Les prix des produits alimentaires ont connu d’après l’INS, une hausse de 3,6 % en 2020, 2,9% en 2019, 1,2% en 2018 et une stabilité en 2017. En 2021, cette hausse est principalement tenue par les prix des pains et céréales, des légumes, des viandes, des huiles et graisses ainsi que des poissons et fruits de mer. Cette flambée des prix des denrées alimentaires a considérablement impacté le taux d’inflation au Cameroun, même s’il n’a pas évolué.
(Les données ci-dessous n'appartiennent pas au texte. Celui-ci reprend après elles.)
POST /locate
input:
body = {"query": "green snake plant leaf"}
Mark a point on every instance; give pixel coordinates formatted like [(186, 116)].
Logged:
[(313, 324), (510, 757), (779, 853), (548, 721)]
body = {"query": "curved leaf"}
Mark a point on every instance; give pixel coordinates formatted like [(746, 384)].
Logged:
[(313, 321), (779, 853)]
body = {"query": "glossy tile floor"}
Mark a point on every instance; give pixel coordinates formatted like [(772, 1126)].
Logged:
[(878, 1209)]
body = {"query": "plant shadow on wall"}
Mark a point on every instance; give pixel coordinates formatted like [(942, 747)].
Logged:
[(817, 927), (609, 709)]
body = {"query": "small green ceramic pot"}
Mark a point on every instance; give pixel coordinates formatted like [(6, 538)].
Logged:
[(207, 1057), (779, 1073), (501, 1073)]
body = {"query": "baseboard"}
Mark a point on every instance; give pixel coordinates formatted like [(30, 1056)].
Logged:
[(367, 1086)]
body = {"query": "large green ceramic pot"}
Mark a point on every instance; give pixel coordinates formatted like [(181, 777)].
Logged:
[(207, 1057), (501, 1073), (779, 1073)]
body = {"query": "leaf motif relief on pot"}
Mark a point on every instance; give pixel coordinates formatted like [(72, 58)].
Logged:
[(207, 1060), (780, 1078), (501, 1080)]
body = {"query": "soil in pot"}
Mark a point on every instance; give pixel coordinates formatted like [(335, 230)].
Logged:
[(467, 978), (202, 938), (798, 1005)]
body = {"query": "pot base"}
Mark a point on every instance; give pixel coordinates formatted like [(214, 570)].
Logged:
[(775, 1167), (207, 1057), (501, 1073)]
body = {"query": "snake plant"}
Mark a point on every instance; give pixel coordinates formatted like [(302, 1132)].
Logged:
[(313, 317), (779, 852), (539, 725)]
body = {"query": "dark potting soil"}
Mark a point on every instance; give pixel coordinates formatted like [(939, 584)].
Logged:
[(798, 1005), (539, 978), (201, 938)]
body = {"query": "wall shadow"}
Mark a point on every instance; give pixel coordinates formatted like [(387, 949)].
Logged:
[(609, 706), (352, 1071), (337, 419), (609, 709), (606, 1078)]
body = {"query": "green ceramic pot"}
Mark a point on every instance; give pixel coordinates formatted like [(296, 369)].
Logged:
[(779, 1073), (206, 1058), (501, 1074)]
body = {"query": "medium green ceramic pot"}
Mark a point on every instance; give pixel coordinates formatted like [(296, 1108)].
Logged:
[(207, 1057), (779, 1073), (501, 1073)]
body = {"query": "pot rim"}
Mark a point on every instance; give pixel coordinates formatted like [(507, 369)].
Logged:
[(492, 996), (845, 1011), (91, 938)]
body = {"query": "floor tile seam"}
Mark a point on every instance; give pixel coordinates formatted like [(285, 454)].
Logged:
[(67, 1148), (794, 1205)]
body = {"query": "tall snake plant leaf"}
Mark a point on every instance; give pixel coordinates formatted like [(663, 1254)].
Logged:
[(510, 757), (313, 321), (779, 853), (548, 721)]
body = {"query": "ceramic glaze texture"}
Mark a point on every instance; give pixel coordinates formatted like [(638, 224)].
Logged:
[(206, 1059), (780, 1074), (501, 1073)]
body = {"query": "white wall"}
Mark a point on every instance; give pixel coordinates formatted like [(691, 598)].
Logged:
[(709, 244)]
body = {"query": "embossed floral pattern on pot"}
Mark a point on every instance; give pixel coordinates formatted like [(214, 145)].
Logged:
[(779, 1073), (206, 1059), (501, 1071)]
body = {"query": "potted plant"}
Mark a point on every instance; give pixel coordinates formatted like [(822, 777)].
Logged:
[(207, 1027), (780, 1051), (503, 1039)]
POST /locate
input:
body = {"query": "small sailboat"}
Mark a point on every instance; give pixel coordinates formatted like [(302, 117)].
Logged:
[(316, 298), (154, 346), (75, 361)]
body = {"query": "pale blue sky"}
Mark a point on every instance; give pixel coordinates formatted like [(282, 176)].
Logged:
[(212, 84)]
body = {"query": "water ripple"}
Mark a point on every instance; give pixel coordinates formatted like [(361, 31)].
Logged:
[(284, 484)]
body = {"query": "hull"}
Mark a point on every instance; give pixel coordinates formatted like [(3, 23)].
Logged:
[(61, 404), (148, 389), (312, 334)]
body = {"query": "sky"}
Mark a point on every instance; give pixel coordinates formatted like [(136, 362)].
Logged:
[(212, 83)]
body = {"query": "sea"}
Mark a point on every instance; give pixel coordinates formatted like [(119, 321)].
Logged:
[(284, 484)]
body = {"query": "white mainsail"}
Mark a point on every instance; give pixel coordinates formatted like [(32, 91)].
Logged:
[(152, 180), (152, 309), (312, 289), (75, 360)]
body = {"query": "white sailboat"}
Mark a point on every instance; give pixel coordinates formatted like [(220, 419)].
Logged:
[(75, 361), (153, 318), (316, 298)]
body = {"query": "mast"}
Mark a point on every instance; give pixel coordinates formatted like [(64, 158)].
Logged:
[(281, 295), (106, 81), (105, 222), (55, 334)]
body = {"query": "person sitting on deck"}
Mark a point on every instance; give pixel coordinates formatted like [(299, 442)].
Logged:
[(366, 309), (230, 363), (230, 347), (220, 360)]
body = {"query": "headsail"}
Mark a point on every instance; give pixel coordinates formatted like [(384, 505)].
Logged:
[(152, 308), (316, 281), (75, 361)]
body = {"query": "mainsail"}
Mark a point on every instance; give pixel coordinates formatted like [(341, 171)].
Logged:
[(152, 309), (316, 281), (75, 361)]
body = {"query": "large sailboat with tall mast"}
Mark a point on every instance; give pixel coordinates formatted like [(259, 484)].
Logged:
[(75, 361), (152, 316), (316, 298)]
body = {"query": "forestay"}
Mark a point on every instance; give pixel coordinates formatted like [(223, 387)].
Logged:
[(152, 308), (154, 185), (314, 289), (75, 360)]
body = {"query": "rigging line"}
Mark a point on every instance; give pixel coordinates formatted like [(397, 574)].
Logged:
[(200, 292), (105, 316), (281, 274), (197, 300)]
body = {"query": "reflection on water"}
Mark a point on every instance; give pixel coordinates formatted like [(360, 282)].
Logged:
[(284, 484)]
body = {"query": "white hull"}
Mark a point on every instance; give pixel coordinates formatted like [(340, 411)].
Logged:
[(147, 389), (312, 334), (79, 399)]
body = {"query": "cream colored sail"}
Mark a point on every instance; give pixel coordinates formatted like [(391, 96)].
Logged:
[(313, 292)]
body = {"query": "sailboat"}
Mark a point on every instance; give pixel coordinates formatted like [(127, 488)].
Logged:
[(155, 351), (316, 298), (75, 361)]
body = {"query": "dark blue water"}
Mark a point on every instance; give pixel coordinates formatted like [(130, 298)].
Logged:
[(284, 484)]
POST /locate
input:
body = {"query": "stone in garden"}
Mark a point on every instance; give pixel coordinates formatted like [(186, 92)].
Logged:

Il est de 2,3% en 2021, contre 2,5% en 2020.

A en croire la Cnacoc les responsabilités sont partagées face à la vie chère au Cameroun.  Les principaux protagonistes, dit-elle, ne s’accordent pas. « Il n’y a pas de dialogue, ni de centre d’écoute, ni de cohésion sociale entre l’Etat qui est le régulateur et les opérateurs économiques, et même les consommateurs parce qu’ils sont plongés dans une passivité », renchérit-il. Pour sortie de cette crise, propose Dr Jean-Marie Biada, l’Etat doit, entre autres, miser sur la production locale et crée des capitaines d’industrie.

Cependant, redoute l’association des consommateurs, la situation dans les marchés ne pourra pas s’améliorer de sitôt. « La situation de 2008, il faut la craindre parce que, quand on touche à n’importe quel secteur, il y a une augmentation des prix. L’Etat lui-même a augmenté les coûts de ses prestations », affirme l’économiste. On se souvient en effet, qu’en 2008, un violent mouvement de contestation qualifié d’« émeute de la faim», débuté à Douala, s’est propagée dans les autres villes du pays avant de se généraliser.